MOUNT HOOD—Rescue workers were called to extinguish a fire resulting from a mysterious explosion yesterday morning at the base of Mount Hood. Upon arriving, they discovered the flaming wreckage of an extraterrestrial craft roughly the size of a large house. More shocking was discovery, roughly half a kilometer away, of a disoriented John McCain, naked and covered in a bluish translucent goo.
Sgt. Richard Pomeday of the National Forestry Service revealed some of the details at a hastily assembled press conference this morning. “We would like to confirm media speculation that Senator McCain was found near the remnants of the spacecraft, stark naked and very confused. After attempting to fight off some of our firefighters with a pointed stick, he was subdued, tranquilized, and taken to a makeshift hospital on the outskirts of the crash site. Upon further inspection of the craft, we found a broken holding tank with the same blue goo in which the Senator was covered. Over the tank there was a placard that simply said ‘McCain: Earth Senator’. We believe they had kidnapped him and were holding him hostage. We have found no evidence of alien bodies or other kidnapped dignitaries.”
Pomeday continued,”When the Senator awoke an hour later in the medical tent he seemed to be in better spirits. We administered some basic neural reasoning and spatial tests as well as concussion tests, all of which he passed. However, Senator McCain does seem to be operating under the assumption that it is currently early 2007. We can only conclude that the aliens kidnapped him back then and the current McCain is an impostor of some sort. We have yet to inform him of the true date or the results of last week’s election and would advise you all to take similar steps to ensure your own safety.”

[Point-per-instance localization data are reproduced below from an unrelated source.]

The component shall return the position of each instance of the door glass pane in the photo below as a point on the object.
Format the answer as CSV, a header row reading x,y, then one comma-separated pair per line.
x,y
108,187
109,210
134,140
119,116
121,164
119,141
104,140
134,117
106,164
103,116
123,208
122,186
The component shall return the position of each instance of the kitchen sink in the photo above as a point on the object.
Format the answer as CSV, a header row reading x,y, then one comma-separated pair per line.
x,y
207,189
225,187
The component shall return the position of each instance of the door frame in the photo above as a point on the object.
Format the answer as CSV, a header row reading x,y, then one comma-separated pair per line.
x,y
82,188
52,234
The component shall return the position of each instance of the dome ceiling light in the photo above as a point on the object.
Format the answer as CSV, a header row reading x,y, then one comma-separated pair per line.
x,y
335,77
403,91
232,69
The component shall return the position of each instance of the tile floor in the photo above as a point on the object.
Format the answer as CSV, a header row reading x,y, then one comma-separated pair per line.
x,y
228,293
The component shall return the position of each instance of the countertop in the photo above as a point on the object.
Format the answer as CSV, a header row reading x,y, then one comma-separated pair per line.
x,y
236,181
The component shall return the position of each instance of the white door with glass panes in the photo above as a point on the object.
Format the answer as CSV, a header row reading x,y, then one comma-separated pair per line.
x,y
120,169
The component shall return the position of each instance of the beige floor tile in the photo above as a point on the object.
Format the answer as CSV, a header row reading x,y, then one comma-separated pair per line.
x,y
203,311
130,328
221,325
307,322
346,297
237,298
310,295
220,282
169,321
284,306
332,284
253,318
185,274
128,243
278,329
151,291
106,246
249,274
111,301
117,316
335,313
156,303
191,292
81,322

For all the immediate shockwaves this sent through the worlds of politics, science, kidnapping, and alien conspiracies, the first priority for the police was tracking down and capturing the rogue impostor McCain. When the authorities descended on the impostor's last known location, his estate in Sedona, they found only the scene of a hasty escape: scattered clothing and canned goods, a trashcan with documents and a computer burning inside it, the maid staff bound and gagged in the guest mansion, and a 2003 KIA hatchback missing from the garage.
“I think the real question here is, why McCain?” asked lead FBI investigator Detective Johan Duckbutter. “If the aliens wanted to covertly control the Presidency why pick McCain? This wasn’t the Republicans year. How could they not know that? Furthermore, how come they ran such a shitty campaign? Do the aliens not understand our system of politics? Do they not possess the capacity for soul-crushing avarice and repeated ethical lapses required to contend for the American human Presidency? Or do they just hate the shit out of John McCain for some unexplainable reason? Was this an elaborate multidimensional space conspiracy to screw over John McCain for shits and giggles? This is totally going to fuck with me next time I’m high.”
Late in the day the FBI had received word that fake McCain had crashed his KIA and four other cars into the back of a Red Roof Inn outside of Flagstaff. When teams surrounded the area and sealed off the Inn, once voted by Flagstaff residents as the 1999 “Cheapest Place to Screw a Mistress”, they heard a gunshot and swarmed into the impostor’s room. Inside they found the body of McCain, a gunshot wound to the head exposing circuitry, gears, and spilling motor oil all over the discount hotel room’s carpet. Later Det. Duckbutter would observe "Shit, it was a perfect copy...down to the reckless driving and multiple crashes. I wonder if the ones that crashed the ship were McCain-bots too?" He then remarked in between hits, “Fucking cyborgs man! I should have seen it coming.”
Late last night, with the OK of the medical and psych evaluation teams, Senator McCain was told of the last year and a half of history he missed, the events of the day, and shown edited video highlights of the Presidential campaign. From our vantage point in the media tent we were able to hear exasperated screams of “NOOOOOOOOOOOOOOOOOOOOOOOOOOO!”, “A BLACK GUY?”, and “WHO THE FUCK IS SARAH PALIN?” before we were informed by the Forestry Service that the Senator had again been sedated.
“The Senator was rather... upset,” revealed Dr. Anton Ond, one of the doctors on McCain’s medical team. “He took the confirmation of the existence of extra terrestrial life, alien abduction, kidnapping conspiracy, and robot clone stuff in stride. But he just couldn’t fathom how people could believe that he’d so drastically abandon every principle he ever had in the space of a few months and run such a hateful, ham-handed, inept campaign.”
“I believe he said ‘How could people look at the campaign that bot ran and assume anything other than kidnap and alien replacement? At the very least its actions should have raised some concern over the possibility of a brain aneurysm. Look at how often it said ‘my friends’! That’s a glitch people should have picked up on!"
Over the next few months, doctors plan to slowly reintroduce McCain to society. Ond, in particular, is looking to Democratic control of both Congress and the White House as a means of providing Senator McCain an arena in which to act out his fiery rage over having his last shot at the Presidency ruined by aliens.